As I said we need to support this resolution under Windows CE, having a working linux implementation would be useful to check how the DCU or other components are initialized.
At the FTF 2014 in Dallas people from Freescale confirmed that this resolution/refresh rate should be supported by the Vybrid DCU, but I found this document that states that 800x600 is the maximum resolution supported.
http://cache.freescale.com/files/microcontrollers/doc/app_note/AN4651.pdf
On the other side all the calculations on this document are done considering merging 6 layer per pixel (maximum supported number of overlapping layers).
I don't need that.
One layer can be enough, two would be perfect.
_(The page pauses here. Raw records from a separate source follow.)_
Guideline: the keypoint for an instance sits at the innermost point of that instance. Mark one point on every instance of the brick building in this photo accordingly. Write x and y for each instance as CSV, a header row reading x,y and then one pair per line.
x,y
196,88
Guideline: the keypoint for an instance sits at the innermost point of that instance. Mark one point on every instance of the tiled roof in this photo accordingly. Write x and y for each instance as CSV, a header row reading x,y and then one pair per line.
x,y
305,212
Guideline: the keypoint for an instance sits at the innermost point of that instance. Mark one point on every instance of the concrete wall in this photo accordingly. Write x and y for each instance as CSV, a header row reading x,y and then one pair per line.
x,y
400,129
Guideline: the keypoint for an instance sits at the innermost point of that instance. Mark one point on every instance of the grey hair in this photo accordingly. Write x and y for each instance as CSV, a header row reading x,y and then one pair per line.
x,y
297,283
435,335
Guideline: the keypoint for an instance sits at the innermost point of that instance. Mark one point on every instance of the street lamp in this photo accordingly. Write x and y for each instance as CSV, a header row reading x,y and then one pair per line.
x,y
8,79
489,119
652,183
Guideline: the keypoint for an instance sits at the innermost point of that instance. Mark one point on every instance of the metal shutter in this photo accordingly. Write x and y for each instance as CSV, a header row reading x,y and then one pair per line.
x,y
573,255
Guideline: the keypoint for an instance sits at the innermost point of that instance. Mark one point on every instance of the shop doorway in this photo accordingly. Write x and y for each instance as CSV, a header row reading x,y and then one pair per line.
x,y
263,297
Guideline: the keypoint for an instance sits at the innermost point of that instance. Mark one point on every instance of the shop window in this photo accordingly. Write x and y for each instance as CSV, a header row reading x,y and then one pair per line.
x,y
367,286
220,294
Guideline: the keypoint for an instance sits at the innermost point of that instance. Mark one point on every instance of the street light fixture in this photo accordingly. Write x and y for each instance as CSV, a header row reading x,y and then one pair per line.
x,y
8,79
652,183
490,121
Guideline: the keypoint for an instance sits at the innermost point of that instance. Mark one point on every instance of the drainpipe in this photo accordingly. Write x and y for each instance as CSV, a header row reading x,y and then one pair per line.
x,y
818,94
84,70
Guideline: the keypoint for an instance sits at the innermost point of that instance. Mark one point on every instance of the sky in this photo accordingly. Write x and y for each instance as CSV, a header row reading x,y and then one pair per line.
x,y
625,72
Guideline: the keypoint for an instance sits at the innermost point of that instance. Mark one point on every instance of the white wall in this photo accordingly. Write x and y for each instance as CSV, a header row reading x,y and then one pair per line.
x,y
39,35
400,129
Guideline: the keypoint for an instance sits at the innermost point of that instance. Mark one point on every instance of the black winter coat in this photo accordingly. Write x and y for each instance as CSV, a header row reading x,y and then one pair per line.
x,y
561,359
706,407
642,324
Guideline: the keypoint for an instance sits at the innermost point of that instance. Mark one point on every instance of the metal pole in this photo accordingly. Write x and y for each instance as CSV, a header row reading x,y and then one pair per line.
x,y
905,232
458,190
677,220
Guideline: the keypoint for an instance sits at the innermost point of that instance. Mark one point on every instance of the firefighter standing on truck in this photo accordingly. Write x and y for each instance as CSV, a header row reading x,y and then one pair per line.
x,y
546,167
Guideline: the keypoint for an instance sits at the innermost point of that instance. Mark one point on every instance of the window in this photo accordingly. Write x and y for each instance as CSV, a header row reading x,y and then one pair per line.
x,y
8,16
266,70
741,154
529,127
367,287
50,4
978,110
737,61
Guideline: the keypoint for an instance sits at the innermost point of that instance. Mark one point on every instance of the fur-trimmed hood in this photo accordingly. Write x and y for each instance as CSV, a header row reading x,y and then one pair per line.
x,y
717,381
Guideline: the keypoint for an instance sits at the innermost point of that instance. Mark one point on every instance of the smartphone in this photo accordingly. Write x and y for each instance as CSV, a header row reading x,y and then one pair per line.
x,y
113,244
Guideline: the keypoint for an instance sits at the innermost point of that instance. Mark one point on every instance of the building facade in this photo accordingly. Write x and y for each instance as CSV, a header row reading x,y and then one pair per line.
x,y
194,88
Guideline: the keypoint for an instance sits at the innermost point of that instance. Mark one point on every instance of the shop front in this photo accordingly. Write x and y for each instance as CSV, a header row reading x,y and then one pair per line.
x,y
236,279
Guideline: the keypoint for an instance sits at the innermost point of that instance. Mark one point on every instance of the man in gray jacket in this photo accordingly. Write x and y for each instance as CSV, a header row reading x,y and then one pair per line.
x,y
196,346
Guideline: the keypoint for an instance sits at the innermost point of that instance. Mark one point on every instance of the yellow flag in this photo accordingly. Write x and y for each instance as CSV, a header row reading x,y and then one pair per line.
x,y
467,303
Taking numbers from that document the bandwidth between DCU and DDR is 1GB/s (less than 1.6GB/s DDR bandwidth). Using one layer will require 1024x768x4(32bpp)x60(refresh rate)~=189MB/s, less than 20% of the available bandwidth.
For six layers this would exceed memory bandwidth (~1.2GB), but the only method suggested by the application note to avoid this is to reduce pixel clock.
Why reducing the number of enabled layers does not change the figures about required bandwidth?
What happens if I enable just one or two layers?
I tried to set BLEND_ITER in the DCU_MODE register to 6 (max layers), 4 (suggested if you enable also DDR_MODE that is what I do), 2 (minimum value), but nothing changes.
I reset all the layer configuration registers to 0, clearing the enable bit (EN=31) in CTRLDESCLX_3 register for each layer but the one I'm currently using (layer 0).
The DCU still loads data from 6 layers!?
Where does it takes the address, since all registers are set to 0?
It loads 6 copies of the same data from DDR (the only enabled layer that has a meaninful memory address configured in CTRLDESCRX_3?